Retirement planning doesn’t end when you retire. Life is full of uncertainties and retirement is no different. Post-retirement, there are few things every retiree needs to evaluate.

Long term investments

The purpose of a retirement corpus is to generate income for a period of at least fifteen to twenty years. It is crucial that a long term approach is followed. So, any withdrawals from the corpus must be sustainable. The investment strategy should be oriented to the long term.

Medical Expenses

Age can result in medical complications. Healthcare, as we’re all aware, is getting more expensive and life expectancy is on the rise. A solid retirement plan will account for these factors. Chronic conditions entail frequent expenses which should be factored into lifestyle expenses.

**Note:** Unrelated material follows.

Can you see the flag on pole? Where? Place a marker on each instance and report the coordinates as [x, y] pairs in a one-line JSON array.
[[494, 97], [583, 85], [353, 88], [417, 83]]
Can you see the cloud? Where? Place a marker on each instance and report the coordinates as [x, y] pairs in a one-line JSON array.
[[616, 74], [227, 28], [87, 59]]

Providing for emergencies and unforeseen medical expenses will add a layer of security.

Risk Appetite

Like many other factors in an investor’s profile, the risk appetite is not static. Over time an investor may gain confidence and want to take a more aggressive approach or may become more conservative and moderate the risk levels. These investment decisions should be anchored to the actual retirement needs and overall asset allocation. This will ensure that the retirement goals are not compromised.

By taking these factors into consideration, a retirement plan can be more effective. It always makes sense to have professional guidance from an investment advisor or financial planner in sensitive matters like these.